Little did I know that this was not going to be so simple, seeing as how I had never been to this venue before. There was no photo pit. None. Which is highly unusual but I understand that they were trying to make the evening an intimate experience by...putting the first row of chairs two feet from the stage leaving absolutely no room for me to even walk through, let alone stand. I wouldn't have been able to stand in front of the stage anyway because I was not allowed to block the audience from the stage. I couldn't stand in the aisles, because that would block the audience. I wasn't allowed on the stage or on the stairs to the stage, which would have been so helpful because Paula Cole sat at her piano for all of those first three songs and the wrong angle would make her look like just a head.
So, how do I solve this problem? How do I create images that I could be proud to put my name on???
That's easy. I'm a hobbit. A burglar. A burglarhobbit. I can move unseen if I so wish. I don't need a ring to become invisible, it is my natural gift. I am just. that. good. I'm kidding. It was luck. There was a gap in the front row where either the seats didn't sell, or the people didn't show. I was able to use that empty space to shoot while my tush was hovering over the seat, I wasn't standing, so I didn't block the people behind me.
There was a lovely woman in the front row next to the empty seats I was using- or stealing, depending on how you look at it-who was really excited about my taking photos. At one point, she turned to me and said "THAT was the shot!!! Did you get it???!" Yes, m'lady, I DID get that shot. It's the photograph above. I showed it to her and she became so happy for me.

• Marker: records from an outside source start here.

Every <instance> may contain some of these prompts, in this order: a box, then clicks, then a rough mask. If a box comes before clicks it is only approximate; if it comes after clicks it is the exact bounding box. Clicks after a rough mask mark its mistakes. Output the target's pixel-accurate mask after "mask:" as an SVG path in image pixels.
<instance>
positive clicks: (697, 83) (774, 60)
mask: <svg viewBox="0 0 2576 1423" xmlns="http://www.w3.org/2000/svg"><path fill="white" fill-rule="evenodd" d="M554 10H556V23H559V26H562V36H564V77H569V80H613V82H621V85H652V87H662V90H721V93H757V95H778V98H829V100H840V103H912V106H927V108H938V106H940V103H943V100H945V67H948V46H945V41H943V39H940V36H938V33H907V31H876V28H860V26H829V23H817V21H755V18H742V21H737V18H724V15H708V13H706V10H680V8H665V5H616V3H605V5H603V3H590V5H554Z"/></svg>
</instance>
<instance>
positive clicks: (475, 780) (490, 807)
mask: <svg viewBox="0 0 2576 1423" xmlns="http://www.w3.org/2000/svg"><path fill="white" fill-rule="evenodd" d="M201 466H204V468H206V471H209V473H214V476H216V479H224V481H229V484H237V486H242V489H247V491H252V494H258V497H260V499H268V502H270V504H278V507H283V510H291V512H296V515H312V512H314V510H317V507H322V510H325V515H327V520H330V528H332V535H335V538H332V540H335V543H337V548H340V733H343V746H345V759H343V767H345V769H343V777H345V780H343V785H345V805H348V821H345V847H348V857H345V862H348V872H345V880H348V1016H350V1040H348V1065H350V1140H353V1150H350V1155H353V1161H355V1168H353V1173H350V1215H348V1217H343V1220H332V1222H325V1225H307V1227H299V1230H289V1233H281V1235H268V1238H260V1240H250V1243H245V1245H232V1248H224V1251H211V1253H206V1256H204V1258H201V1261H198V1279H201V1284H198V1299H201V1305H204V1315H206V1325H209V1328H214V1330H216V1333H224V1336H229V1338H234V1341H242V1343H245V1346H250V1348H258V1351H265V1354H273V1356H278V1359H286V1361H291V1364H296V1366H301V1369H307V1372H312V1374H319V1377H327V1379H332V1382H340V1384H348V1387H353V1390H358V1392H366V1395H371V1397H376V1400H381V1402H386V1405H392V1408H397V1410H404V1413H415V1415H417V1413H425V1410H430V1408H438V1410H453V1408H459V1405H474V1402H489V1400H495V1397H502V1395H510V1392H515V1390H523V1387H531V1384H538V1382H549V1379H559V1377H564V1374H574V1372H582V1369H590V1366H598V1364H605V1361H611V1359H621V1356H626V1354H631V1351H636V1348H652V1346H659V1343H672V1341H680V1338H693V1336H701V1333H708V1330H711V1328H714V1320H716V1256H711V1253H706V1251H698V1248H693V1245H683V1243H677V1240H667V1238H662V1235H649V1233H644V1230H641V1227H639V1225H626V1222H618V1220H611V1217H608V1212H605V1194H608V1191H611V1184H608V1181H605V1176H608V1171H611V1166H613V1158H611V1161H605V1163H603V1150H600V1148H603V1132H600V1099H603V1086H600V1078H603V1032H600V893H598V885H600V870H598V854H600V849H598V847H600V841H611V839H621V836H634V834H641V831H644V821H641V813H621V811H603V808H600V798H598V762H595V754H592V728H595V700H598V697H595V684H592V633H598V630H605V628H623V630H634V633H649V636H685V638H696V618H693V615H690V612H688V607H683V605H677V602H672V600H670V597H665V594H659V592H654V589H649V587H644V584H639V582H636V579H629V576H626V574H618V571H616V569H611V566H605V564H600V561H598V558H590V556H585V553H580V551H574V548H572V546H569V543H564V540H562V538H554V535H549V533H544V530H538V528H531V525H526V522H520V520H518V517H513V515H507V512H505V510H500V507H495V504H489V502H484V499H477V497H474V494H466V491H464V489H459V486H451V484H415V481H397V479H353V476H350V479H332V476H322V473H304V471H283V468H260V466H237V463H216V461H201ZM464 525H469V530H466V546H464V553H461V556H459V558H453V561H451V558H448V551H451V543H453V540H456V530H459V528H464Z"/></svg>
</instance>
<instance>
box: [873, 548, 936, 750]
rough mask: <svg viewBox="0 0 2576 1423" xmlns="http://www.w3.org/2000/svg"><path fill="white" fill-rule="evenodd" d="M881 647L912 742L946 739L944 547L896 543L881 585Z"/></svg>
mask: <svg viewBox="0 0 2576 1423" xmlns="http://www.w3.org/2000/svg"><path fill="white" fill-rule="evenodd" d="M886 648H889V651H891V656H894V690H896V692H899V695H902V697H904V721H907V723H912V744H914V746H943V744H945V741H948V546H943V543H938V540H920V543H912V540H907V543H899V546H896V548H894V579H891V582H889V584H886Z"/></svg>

After the three songs were up I went to the seat Paula Cole's manager left open for me and enjoyed the rest of the show. It. Was. AMAZING. Paula Cole is...gah...I can't even accurately articulate how remarkable she is. She played all of my favorite songs, and told us the story behind her biggest hit, I Don't Want To Wait. This beautiful song, which was ruined by Drawson's Creek, is about her grandfather dealing with all the traumas one deals with after they come home from war.